A fisherman arrives. He is not a sit-and-wait predator like the pickerel. I tell him about the previous drama and he casts out his lure – an orange plastic abstraction of a frog. He drags it in front of the lily pads but the water doesn’t erupt. Maybe the muscles of the pickerel are taut, ready to strike and while it may flinch a millimeter when it sees the dancing orange legs of what looks like a frog the pickerel halts when it sees it is clearly not a frog. The pickerel possibly annoyed – and confused – by a frog that swims in front of him that then jumps out of the water when it’s near land only to return to the front of the pickerel less than a minute later. Maybe it’s more than one orange frog and there is now a freeway of headless, orange frogs with strangely dancing legs in front of his lily pad. The pickerel is likely annoyed to be focused on a dinner that’s not dinner instead of keeping watch for dinner that is dinner.

The fisherman yanks his line out of the water finally. The limp legs of the headless, orange frog dangle. “Ah, there’s nothing here,” he says.

Minutes later I hear a splash. I look up and see a dragonfly hovering above the ripples.

Why does the croaker croak?

Atlantic Croaker
Ribbit, ribbit. I mean, croak, croak

York River, Virginia – Mother’s Day

The tip of my rod tickled the air. I only looked up from book four of the Game of Thrones series. Whatever was on the other end of the line either wasn’t big enough or wasn’t on the hook yet. I shifted my feet in the hot sand until I found the coolness of the thermocline’s underbelly.

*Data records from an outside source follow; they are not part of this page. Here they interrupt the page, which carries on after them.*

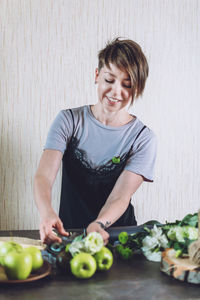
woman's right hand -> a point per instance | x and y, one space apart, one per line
49 222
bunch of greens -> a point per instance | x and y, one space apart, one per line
156 237
91 244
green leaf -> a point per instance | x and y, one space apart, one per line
78 238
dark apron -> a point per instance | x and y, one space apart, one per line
86 189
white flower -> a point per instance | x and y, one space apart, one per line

The rodtip danced and the rod shifted. I picked up the rod and waited until I felt a good hard tug and jerked back. It wasn’t a big fight, but it was good to feel my line taut. Silver and pinkish scales shimmered as I landed the fish. As soon as I pulled it from the water it croaked at me furiously, like a politician frog giving a heated stump speech.

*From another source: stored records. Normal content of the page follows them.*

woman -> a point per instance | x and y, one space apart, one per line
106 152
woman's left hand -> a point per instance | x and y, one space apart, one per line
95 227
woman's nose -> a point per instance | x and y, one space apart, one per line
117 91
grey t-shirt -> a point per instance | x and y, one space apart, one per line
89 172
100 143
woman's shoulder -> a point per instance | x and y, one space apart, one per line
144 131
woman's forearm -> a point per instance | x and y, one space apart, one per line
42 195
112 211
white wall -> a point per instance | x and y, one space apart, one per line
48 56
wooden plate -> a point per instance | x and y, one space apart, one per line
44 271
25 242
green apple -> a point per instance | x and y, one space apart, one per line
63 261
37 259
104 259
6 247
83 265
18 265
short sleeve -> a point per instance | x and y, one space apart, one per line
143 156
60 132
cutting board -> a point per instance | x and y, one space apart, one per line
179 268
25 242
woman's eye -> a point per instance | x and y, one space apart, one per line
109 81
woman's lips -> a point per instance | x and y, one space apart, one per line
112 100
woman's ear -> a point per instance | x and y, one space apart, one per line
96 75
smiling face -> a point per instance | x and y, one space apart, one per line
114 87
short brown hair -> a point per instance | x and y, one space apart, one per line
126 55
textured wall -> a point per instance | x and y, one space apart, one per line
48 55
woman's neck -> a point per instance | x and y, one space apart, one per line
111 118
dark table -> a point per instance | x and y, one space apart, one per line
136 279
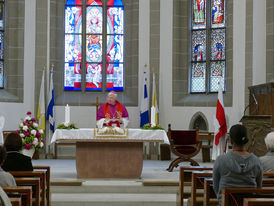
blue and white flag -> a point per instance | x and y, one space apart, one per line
144 114
50 110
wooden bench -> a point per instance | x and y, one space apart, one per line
235 196
197 182
16 201
258 201
185 179
39 174
34 183
25 192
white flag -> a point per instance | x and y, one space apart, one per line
144 114
41 105
219 144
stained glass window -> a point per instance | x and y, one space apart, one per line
73 45
2 27
99 39
208 45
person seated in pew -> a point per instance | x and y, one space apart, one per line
6 179
4 199
268 159
237 168
15 160
112 113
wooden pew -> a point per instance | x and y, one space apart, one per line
34 183
232 195
47 170
185 178
25 192
210 194
258 201
16 201
39 174
197 182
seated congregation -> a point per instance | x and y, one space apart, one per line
21 183
236 178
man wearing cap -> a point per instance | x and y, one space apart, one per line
112 113
268 159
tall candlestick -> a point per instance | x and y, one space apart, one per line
67 114
153 116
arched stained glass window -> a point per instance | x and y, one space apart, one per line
100 26
2 27
207 45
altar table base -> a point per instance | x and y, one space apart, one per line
109 159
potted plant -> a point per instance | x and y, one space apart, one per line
32 136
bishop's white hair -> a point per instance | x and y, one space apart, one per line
112 93
269 140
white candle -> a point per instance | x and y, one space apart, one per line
67 114
153 112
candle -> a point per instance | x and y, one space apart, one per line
67 114
153 116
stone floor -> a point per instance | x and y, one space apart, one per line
113 192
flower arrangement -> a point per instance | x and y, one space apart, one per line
31 135
149 126
67 125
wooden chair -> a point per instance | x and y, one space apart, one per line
185 145
34 183
235 196
185 180
258 201
24 192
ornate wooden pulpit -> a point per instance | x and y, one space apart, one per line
261 100
258 126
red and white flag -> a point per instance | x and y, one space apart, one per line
219 144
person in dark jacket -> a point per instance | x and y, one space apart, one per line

But frogs are not the only aquatic critter to croak. On the end of my line was the aptly named Atlantic croaker, Micropogonias undulatus. The croaker and it’s relatives in the Scianidae family (aka the ‘drum’ family for obvious reasons. Includes red drum, black drum, spot, etc). A croaker croaks by flexing abdominal muscles against its air bladder, like drawing a tight rubber band across a balloon. We don’t really know why the croaker croaks, but it’s likely for communication. Interestingly, it is typically the males of the drum family to let other males they are around but also to serenade lady drums. As a result, drums typically only drum during mating season. But both sexes of croakers croak and do so all year round. Maybe they have a lot more to say than, “Hey, baby.”

Croakers and the drums are not the only fish to croak. I remember catching catfish in the ponds of Arkansas when I was a kid and listening to their Gwork, Gwork of their croaks.

As I pulled the hook from his mouth, he croaked feverishly – his own piscine version of cussing. I would too if you jammed a meathook through my cheek just as I took a bite of steak and then drug me outside by my cheek. I let him go back into the murky water so he could go tell his croaker buddies about what had just happened. But apparently some didn’t listen as I caught 7 more.